Enfin, le comité du supportérisme devra développer des actions de prévention et de sensibilisation. Cela pourra prendra la forme de campagnes de communication ciblées. Il nous faudra notamment nous attaquer au problème de l’abus d’alcool qui joue un rôle non négligeable dans le passage à l’acte violent. Des études ont ainsi montré que 40% des sujets ayant participé à une bagarre dans un lieu public avaient consommé de l’alcool dans les deux heures qui précédaient.
Je souhaite également que nous restaurions l’image et l’autorité de l’arbitre. Les chiffres sont à peine croyables : 5 000 agressions d’arbitres se sont produites lors de matchs amateurs sur la saison 2009-2010. On compte déjà près de 3 000 agressions d’arbitres pour la saison 2010-2011 qui n’est pas encore terminée. Nous devons rappeler aux médias, aux entraîneurs, aux dirigeants de club que, quand ils remettent en cause l’autorité de l’arbitre, ils légitiment des comportements inacceptables chez les joueurs amateurs et les spectateurs. Et il est urgent de sensibiliser le public sur le rôle exigeant et fondamental de l’arbitre. Je sais que Patrick VAJDA, Président de l’AFCAM et membre de ce comité, saura vous mobiliser sur ce sujet. J’attends vos propositions.
4. Enfin, le comité du supportérisme doit prendre place dans la politique globale que nous menons en faveur des valeurs et de l’éthique du sport.
Je veux que nous réaffirmions le caractère éducatif et social du sport.
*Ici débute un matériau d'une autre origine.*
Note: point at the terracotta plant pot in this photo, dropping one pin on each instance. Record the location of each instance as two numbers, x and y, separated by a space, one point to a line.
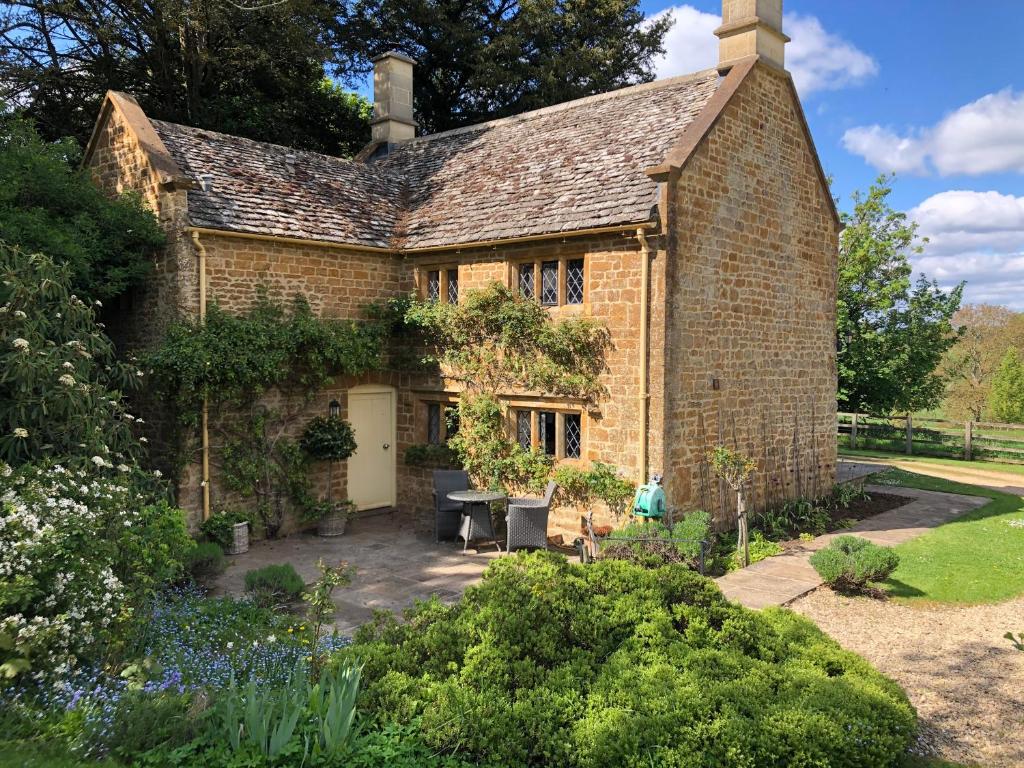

C’est une attente forte des Français, ils me le disent tous les jours.
C’est pour cette raison que j’ai voulu instaurer le principe de civi-conditionnalité. Pour bénéficier du soutien financier de l’Etat, les clubs et les fédérations doivent désormais s’engager via leur projet de club ou leur convention d’objectifs à promouvoir les valeurs et l’éthique du sport. Je suis convaincue que c’est aussi en agissant auprès des sportifs dès le plus jeune âge que l’on changera les comportements dans les stades.
J’installerai par ailleurs un comité de lutte contre les discriminations le 16 mai prochain. Vous serez amenés à collaborer, car les sujets sont transversaux. Je souhaite notamment que nous travaillions sur les sanctions éducatives, sur le modèle du dispositif « Espace-Réparation », qui s’applique à la fois aux incivilités et aux faits de violence.
Le supportérisme n’est pas un gros mot. Votre rôle, au sein de ce comité, est justement de préserver le sens de ce mot, d’éviter les amalgames avec le hooliganisme et les casseurs. Il vous revient de préserver cette action de soutien collectif, de lui redonner ces lettres de noblesse.
C’est une grande responsabilité. Une responsabilité essentielle, parce que le supportérisme apporte beaucoup au sport. Je suis toujours émerveillée par l’ambiance dans nos stades, la joie de vivre qu’ils reflètent, les liens qui se créent entre les spectateurs. Les chants, les tifos, les holas, contribuent à faire du sport un moment de fête et de partage. Cultivons cet esprit de fête ! Et montrons lors de l’Euro 2016 que les Français ont une vraie culture du supportérisme.
Avec Eric BERDOATI, je sais que ce comité est entre de bonnes mains. Tous, je sais que vous avez à cœur de préserver l’image du sport, de défendre ses valeurs et son éthique. Je serai à vos côtés pour faire que le sport demeure un espace d’ouverture, de partage et de convivialité.